Несмотря на то что грязный, отравленный промышленными отходами воздух Харко-Сити часто заставлял барона кашлять, он все же чувствовал себя бодрым и энергичным. При всех недостатках и противных запахах он все же предпочитал свою планету знойному и пыльному Арракису, пестрому Кайтэйну или тусклому Грумману. Здесь был его дом.
Сейчас барон вместе с Питером де Фризом ехал по движущемуся тротуару из Убежища в столовую, где им предстоял обед в компании племянников барона — Раббана и Фейда. Оба молодых человека соперничали, стараясь завоевать доверие и симпатии барона, борясь за назначение его официальным преемником. Но барон не спешил сделать выбор. Пока ни один из кандидатов не удовлетворял Владимира Харконнена.
Когда дорожка проезжала через парк, уставленный импозантными статуями правителей Дома Харконненов, де Фриз указал патрону на одну из них.
— Птицы снова облюбовали вашу голову, милорд.
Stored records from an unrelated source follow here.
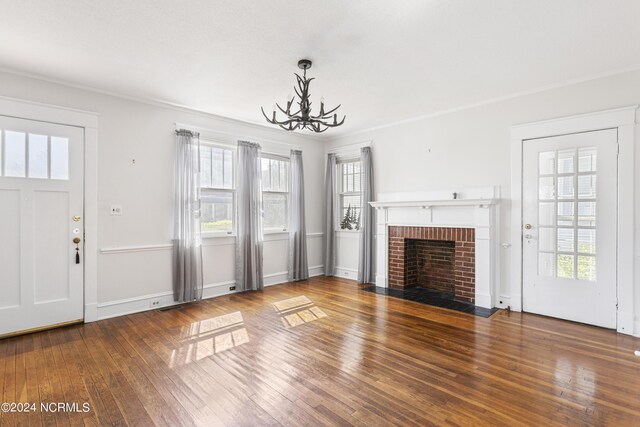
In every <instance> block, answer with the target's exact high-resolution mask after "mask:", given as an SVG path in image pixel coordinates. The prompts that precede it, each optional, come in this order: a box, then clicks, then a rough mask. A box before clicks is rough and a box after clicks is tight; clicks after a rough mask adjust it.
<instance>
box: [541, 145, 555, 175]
mask: <svg viewBox="0 0 640 427" xmlns="http://www.w3.org/2000/svg"><path fill="white" fill-rule="evenodd" d="M539 162H540V163H539V168H540V175H553V174H554V173H555V171H556V167H555V166H556V152H555V151H545V152H542V153H540V160H539Z"/></svg>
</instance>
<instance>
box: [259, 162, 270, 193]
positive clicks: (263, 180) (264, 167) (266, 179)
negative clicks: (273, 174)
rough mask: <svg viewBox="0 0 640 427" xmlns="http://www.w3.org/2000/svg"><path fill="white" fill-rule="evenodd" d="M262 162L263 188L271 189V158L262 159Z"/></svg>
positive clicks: (262, 177) (266, 188)
mask: <svg viewBox="0 0 640 427" xmlns="http://www.w3.org/2000/svg"><path fill="white" fill-rule="evenodd" d="M260 162H261V164H262V190H263V191H271V176H270V175H269V159H265V158H263V159H261V160H260Z"/></svg>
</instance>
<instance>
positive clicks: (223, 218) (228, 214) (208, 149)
mask: <svg viewBox="0 0 640 427" xmlns="http://www.w3.org/2000/svg"><path fill="white" fill-rule="evenodd" d="M233 167H234V161H233V150H231V149H228V148H221V147H216V146H213V145H206V144H201V145H200V186H201V191H200V224H201V225H200V226H201V230H202V232H203V233H206V232H225V233H227V234H232V233H233V230H234V228H233V226H234V224H233V213H234V206H235V203H234V201H235V190H234V183H233Z"/></svg>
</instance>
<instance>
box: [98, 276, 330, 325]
mask: <svg viewBox="0 0 640 427" xmlns="http://www.w3.org/2000/svg"><path fill="white" fill-rule="evenodd" d="M323 274H324V265H315V266H311V267H309V277H314V276H321V275H323ZM286 282H288V280H287V272H286V271H284V272H278V273H271V274H267V275H265V276H264V285H265V286H273V285H279V284H282V283H286ZM233 285H235V280H229V281H224V282H218V283H211V284H208V285H205V286H204V287H203V291H202V298H203V299H209V298H215V297H219V296H222V295H229V294H235V293H237V291H235V290H233V291H232V290H230V289H229V288H230V287H232V286H233ZM176 304H178V303H176V302H175V301H174V300H173V292H171V291H166V292H158V293H154V294H148V295H142V296H138V297H132V298H125V299H121V300H115V301H108V302H103V303H98V304H97V315H96V316H95V317H94V318H85V322H87V323H89V322H93V321H96V320H104V319H110V318H113V317H118V316H126V315H128V314H135V313H141V312H144V311H149V310H156V309H158V308H161V307H171V306H173V305H176Z"/></svg>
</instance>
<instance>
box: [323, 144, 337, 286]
mask: <svg viewBox="0 0 640 427" xmlns="http://www.w3.org/2000/svg"><path fill="white" fill-rule="evenodd" d="M336 168H337V161H336V155H335V154H334V153H329V154H328V155H327V172H326V174H325V190H324V191H325V206H326V210H325V242H326V244H325V251H324V275H325V276H335V274H336V210H337V207H336V204H337V200H336V191H337V188H336V185H337V184H336V172H337V171H336Z"/></svg>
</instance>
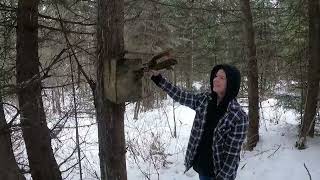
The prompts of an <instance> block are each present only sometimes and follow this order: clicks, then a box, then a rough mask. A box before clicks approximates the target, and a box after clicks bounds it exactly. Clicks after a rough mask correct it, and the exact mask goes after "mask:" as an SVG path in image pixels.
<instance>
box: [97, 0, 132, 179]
mask: <svg viewBox="0 0 320 180" xmlns="http://www.w3.org/2000/svg"><path fill="white" fill-rule="evenodd" d="M123 28H124V1H123V0H99V1H98V21H97V33H98V34H97V40H98V44H97V47H98V62H97V64H96V65H97V87H96V97H95V98H96V99H95V106H96V113H97V122H98V135H99V156H100V169H101V179H102V180H107V179H108V180H126V179H127V175H126V158H125V153H126V148H125V135H124V111H125V104H124V103H121V104H115V103H113V102H111V101H109V100H108V99H107V98H106V95H105V91H104V89H106V87H107V86H109V84H105V83H104V78H108V77H110V75H108V74H107V73H106V72H108V71H107V70H108V69H110V68H113V67H111V61H114V60H115V61H118V60H121V59H123V56H124V38H123V31H124V30H123ZM107 68H108V69H107ZM114 70H115V69H113V70H112V71H114ZM109 72H110V71H109Z"/></svg>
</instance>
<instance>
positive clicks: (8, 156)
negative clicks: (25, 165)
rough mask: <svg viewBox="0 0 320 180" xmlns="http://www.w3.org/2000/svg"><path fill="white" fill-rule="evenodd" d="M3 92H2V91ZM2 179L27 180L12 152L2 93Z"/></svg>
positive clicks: (1, 103) (1, 161) (1, 134)
mask: <svg viewBox="0 0 320 180" xmlns="http://www.w3.org/2000/svg"><path fill="white" fill-rule="evenodd" d="M0 91H1V90H0ZM0 144H1V146H0V162H1V163H0V179H5V180H25V177H24V176H23V175H22V174H21V172H20V171H19V167H18V165H17V162H16V159H15V157H14V154H13V151H12V144H11V139H10V130H9V128H8V124H7V122H6V119H5V115H4V109H3V102H2V95H1V92H0Z"/></svg>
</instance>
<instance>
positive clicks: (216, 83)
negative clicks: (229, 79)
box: [212, 69, 227, 97]
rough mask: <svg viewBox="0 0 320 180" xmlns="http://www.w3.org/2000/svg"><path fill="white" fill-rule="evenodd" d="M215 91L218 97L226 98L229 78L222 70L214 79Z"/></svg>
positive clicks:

Барон посмотрел на свое недавно воздвигнутое скульптурное изображение. Он был представлен в образе стройного молодого человека, застывшего в героической позе с широким мечом в руке. Барон тоскливо подумал о своем прежнем, подтянутом и мускулистом теле, коим он так гордился до тех пор, пока эта ведьма Мохиам не наградила его какой-то хронической хворью. Харконнен с отвращением заметил, что белые подтеки птичьих экскрементов тянулись от макушки статуи до ее бронзовых глаз.